If the lender waits too long to enforce the loan, they lose the power of sale. The property can no longer be sold to satisfy the debt.
The trustee's sale of trust property under a trust deed shall be made, or any action to foreclose a trust deed as provided by law for the foreclosure of mortgages on real property shall be commenced, within the period prescribed by law for the commencement of an action on the contract secured by the trust deed.
A.R.S. § 33-816In Arizona, the statute of limitations for most written contracts is six years under A.R.S. 12-548. This means the lender generally has six years from the date of default.
The lender must start a trustee sale or file a judicial foreclosure within that window. Once it closes, the lender's security interest becomes unenforceable.

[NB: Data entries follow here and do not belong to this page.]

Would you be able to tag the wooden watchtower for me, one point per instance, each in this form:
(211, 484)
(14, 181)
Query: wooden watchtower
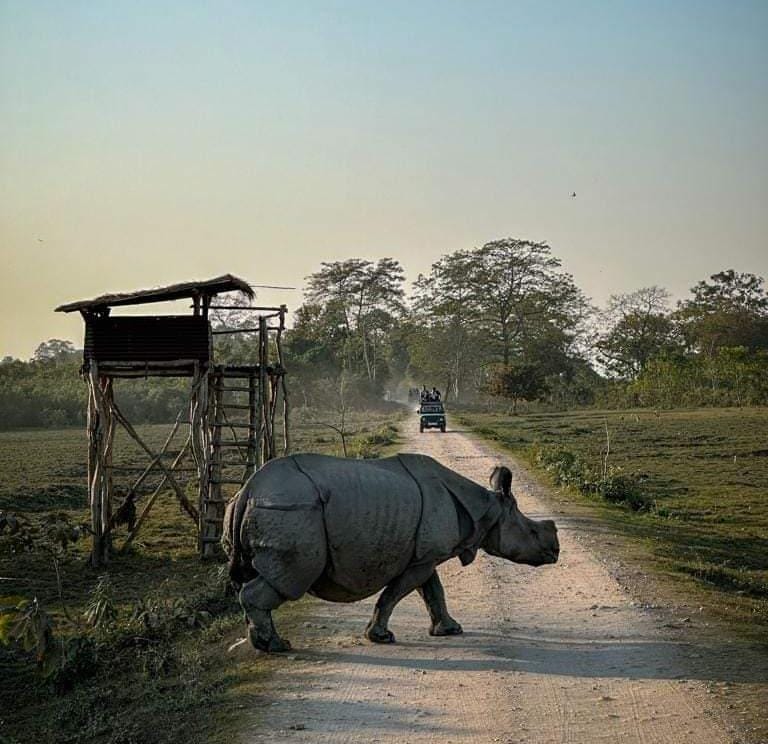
(230, 407)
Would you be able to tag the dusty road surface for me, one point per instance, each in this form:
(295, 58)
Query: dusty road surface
(554, 654)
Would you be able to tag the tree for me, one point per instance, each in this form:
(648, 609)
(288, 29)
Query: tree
(55, 349)
(729, 310)
(519, 380)
(519, 290)
(636, 328)
(366, 298)
(444, 339)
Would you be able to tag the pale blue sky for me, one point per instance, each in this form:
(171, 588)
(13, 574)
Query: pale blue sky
(146, 143)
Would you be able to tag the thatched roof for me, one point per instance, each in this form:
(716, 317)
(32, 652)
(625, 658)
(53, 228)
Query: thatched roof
(209, 288)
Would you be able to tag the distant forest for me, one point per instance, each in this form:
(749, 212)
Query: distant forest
(500, 325)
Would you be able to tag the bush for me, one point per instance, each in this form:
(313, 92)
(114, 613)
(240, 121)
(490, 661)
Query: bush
(613, 485)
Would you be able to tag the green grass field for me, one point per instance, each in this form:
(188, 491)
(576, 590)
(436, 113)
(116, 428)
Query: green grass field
(704, 477)
(175, 684)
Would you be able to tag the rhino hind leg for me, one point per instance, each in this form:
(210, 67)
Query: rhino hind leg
(412, 578)
(434, 598)
(258, 599)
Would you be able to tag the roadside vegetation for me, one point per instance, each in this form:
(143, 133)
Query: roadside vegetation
(136, 652)
(689, 485)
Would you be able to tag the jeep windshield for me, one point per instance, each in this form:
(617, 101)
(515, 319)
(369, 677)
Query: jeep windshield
(432, 408)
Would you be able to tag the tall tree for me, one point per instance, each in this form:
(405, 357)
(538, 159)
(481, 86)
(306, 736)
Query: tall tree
(367, 298)
(636, 328)
(519, 291)
(444, 340)
(731, 309)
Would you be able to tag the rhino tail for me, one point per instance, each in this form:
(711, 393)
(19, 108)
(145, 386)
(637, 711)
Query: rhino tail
(238, 573)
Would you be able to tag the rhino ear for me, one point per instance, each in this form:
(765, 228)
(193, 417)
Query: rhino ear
(501, 480)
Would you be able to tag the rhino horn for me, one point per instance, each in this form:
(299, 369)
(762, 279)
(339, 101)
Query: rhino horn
(501, 480)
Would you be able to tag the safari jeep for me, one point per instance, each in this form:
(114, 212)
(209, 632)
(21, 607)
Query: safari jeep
(431, 416)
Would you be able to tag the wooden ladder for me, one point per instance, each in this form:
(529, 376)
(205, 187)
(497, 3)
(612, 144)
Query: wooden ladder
(236, 427)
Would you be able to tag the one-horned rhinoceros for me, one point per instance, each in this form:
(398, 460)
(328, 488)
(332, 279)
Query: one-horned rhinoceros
(344, 529)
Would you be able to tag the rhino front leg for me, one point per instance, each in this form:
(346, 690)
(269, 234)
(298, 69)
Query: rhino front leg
(412, 578)
(434, 597)
(258, 599)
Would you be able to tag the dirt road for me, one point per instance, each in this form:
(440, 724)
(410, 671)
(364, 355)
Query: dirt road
(555, 654)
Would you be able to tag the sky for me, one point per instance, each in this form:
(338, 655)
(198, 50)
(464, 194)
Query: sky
(144, 143)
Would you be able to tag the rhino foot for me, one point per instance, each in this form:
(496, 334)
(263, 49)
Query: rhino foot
(377, 635)
(446, 628)
(272, 645)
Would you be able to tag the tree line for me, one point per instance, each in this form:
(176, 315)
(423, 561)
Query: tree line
(499, 323)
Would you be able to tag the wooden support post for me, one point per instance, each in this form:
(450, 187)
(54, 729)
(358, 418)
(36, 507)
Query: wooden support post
(153, 497)
(210, 511)
(264, 390)
(101, 430)
(252, 457)
(183, 500)
(284, 389)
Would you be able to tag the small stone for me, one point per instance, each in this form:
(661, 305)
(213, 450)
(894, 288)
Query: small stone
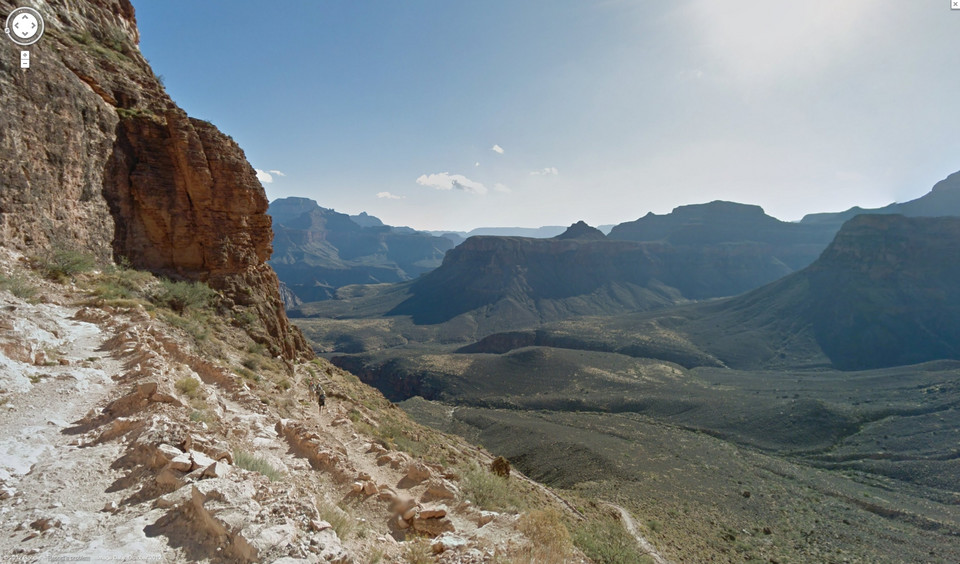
(216, 470)
(318, 526)
(417, 472)
(486, 517)
(447, 541)
(181, 462)
(432, 527)
(433, 513)
(439, 489)
(44, 524)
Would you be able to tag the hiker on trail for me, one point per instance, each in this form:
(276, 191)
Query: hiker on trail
(321, 396)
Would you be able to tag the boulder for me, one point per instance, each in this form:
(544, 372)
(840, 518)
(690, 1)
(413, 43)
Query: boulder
(439, 489)
(433, 527)
(418, 472)
(447, 541)
(432, 513)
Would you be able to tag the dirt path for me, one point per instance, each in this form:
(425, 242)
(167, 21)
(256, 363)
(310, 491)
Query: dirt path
(631, 526)
(53, 372)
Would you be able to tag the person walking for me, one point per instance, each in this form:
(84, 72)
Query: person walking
(321, 396)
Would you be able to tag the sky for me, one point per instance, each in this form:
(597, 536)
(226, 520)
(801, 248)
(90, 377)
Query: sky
(456, 115)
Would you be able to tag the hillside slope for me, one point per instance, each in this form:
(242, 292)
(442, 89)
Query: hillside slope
(96, 157)
(883, 294)
(942, 200)
(317, 250)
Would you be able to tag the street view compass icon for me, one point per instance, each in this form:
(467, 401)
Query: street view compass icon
(24, 26)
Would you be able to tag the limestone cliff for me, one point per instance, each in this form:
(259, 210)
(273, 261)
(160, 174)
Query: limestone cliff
(95, 155)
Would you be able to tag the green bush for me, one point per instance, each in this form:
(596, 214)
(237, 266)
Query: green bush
(122, 284)
(247, 461)
(181, 296)
(18, 286)
(60, 264)
(605, 541)
(343, 522)
(489, 491)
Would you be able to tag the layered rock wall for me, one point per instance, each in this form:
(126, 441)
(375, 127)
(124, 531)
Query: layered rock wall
(94, 155)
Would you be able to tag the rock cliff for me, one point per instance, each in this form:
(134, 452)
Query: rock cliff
(94, 155)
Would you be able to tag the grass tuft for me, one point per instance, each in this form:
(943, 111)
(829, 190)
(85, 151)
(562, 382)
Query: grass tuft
(189, 387)
(182, 296)
(19, 286)
(247, 461)
(605, 541)
(489, 491)
(59, 265)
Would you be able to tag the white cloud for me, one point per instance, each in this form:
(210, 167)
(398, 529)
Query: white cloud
(548, 171)
(447, 181)
(263, 176)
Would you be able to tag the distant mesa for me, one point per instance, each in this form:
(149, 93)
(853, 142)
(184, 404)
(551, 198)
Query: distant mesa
(580, 230)
(319, 250)
(943, 200)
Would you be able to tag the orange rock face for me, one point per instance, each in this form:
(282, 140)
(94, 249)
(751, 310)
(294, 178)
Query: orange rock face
(94, 154)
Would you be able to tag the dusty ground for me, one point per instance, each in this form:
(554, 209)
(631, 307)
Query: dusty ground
(103, 456)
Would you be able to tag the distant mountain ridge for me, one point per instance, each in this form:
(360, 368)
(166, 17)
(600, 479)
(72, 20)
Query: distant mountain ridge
(883, 294)
(721, 224)
(318, 250)
(580, 272)
(942, 200)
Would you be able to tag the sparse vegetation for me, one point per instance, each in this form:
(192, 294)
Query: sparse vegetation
(341, 520)
(189, 387)
(181, 296)
(59, 265)
(604, 540)
(19, 286)
(550, 539)
(247, 461)
(488, 490)
(123, 287)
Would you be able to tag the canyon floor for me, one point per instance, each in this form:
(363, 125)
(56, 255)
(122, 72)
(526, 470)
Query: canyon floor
(121, 441)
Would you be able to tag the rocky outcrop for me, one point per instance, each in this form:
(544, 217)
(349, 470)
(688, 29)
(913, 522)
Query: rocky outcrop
(319, 250)
(580, 230)
(95, 156)
(723, 225)
(942, 200)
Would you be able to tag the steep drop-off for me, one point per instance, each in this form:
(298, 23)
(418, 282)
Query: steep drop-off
(722, 224)
(883, 294)
(95, 156)
(319, 250)
(535, 280)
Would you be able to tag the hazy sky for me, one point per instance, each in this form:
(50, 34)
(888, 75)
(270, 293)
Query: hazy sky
(445, 114)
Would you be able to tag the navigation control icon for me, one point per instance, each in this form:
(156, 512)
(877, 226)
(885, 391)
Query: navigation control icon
(24, 26)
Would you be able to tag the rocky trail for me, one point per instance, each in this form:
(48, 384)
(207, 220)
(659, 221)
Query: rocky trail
(631, 526)
(104, 455)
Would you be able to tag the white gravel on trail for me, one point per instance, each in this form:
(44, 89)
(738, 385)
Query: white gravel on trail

What This Means in Practice
This statute matters most when loans go dormant. A lender that stops collection efforts for several years may find the time limit has expired. At that point, no foreclosure action or execution sale can move forward.
For borrowers, it creates a clear end point. If no sale or foreclosure action starts within that period, the lien stays on record. However, it cannot be enforced.
Connection to Anti-Deficiency Protections
This time limit works alongside Arizona's anti-deficiency rules. Some properties carry anti-deficiency protection. For those, the amount from a timely sale counts as full satisfaction of the debt.
If the lender misses the deadline entirely, even a sale becomes unavailable. Every day after default counts.
Lenders tracking loans originated after December 31, 2014 must watch these deadlines closely. Some properties were never completed or never used as a residence.
Those properties may not carry anti-deficiency protection. As a result, timely action on the loan becomes even more important.